According to the Mertin family attorney, the Blue Whale Challenge looks to make people feel alone, unhappy, insufficient, worthless and unneeded. More importantly, the administrators obtain the players' personal information with the online links they send, which can be used as blackmail in order to keep the person in the game.
Evrim's terrifying attitude was not the only change recognized by his family before his suicide. According to his family's statements, he took his mother's phone and deleted some messages. Furthermore, he took his mother's signature on blank paper for no reason. His mother said that he trusted her son and gave him her personal passwords. Maybe Evrim received threats, so he felt obliged to use such information. He also bought black tape to cover his computer's camera, which may prove that he may have felt threatened, his family claimed.

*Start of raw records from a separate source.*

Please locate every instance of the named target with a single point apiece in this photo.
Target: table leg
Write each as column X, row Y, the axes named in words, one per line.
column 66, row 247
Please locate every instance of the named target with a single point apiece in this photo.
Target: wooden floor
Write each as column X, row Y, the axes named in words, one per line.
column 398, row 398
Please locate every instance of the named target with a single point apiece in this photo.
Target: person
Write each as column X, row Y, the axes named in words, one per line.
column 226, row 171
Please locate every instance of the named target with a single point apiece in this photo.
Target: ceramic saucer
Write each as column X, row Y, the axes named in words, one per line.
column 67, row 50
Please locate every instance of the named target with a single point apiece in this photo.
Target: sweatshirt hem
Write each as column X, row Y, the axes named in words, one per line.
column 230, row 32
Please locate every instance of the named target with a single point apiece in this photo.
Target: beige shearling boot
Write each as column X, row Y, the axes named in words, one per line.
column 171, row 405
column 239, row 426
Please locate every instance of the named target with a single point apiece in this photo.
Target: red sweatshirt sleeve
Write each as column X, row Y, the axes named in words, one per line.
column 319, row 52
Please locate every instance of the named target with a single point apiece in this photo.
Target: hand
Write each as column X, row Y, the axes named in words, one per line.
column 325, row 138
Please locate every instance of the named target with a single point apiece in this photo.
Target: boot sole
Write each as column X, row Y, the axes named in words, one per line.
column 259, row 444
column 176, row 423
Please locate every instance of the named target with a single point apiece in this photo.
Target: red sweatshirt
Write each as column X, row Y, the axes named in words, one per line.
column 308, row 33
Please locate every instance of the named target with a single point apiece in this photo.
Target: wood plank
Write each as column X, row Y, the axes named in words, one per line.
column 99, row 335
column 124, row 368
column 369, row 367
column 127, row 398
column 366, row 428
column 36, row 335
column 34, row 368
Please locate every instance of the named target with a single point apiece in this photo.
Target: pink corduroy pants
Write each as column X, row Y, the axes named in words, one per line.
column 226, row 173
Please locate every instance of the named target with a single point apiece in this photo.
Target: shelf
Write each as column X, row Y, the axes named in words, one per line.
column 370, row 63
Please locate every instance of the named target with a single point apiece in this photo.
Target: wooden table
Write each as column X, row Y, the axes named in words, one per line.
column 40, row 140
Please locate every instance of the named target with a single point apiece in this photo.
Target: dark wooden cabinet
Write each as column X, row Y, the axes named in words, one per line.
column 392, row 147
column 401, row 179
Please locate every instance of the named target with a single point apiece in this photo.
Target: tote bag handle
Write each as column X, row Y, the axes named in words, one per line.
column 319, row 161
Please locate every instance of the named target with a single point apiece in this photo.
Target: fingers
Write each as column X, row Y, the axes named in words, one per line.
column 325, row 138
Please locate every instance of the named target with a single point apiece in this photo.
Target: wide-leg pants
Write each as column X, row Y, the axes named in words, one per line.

After his death, Evrim's parents also realized that he had deleted all of his photos from their cell phones.
According to the Information and Communication Technologies Authority (BTK), this game is not a regular game and can reach children by links directed from the game administrators on social media.
"People who want to play this game receive a link that includes malware planted by the apparent administrations of the game. They steal the players' personal information and use them to eventually blackmail and cyberbully the players.
The tasks the players are forced to do at midnight injure their emotional health. At the end of this process, the false standards of judgments and the feeling of insignificance are aroused in the players and they are directed to commit suicide as an ultimate ending," the BTK reported.
A number of similar incidents of suicide, related to the game, have been reported around the world. According to the BBC News, a 17-year-old Indian girl admitted that she was playing the game on her phone and she received threats.
"My mother was going to die if I did not complete the last mission," she said.
There were also reported cases in Russia, the epicenter of the game. The first case was of two teenage girls, Veronika Volkova, 16, and Yulia Konstantinova, 15, who both committed suicide by jumping off an apartment building.
According to the Russian media, Konstantinova's last post of on social media was a picture of a blue whale with a note saying "end," while Volkova had also made a final post, saying, "Sense is lost… End."
A total of 130 suicides in Russia from Nov. 2015 to April 2016 were analyzed, and at least 80 of them were thought to be connected to the Blue Whale Challenge, according to the Russian website, Novaya Gazeta.
In November 2017, 22-year-old Philipp Budeikin, the creator of the game, was arrested by the Russian authorities and jailed for three years for encouraging people to commit suicide.
Even after Budeikin's arrest, many warnings about the Blue Whale Challenge continued to surface as authorities in Russia, Germany, England, and France asked parents to look out and take precautions.
Evrim Mertin was not the only victim of the Blue Whale Challenge, but we hope he is the last. Hence, authorities should take the right measures and assert a comprehensive study on technology usage and addiction.
Access to harmful games should also be prevented. At this point, parents have a huge responsibility. They should talk to their children about the games they play online, and they should create different environments so that their children do not look for a "better" alternative to real life.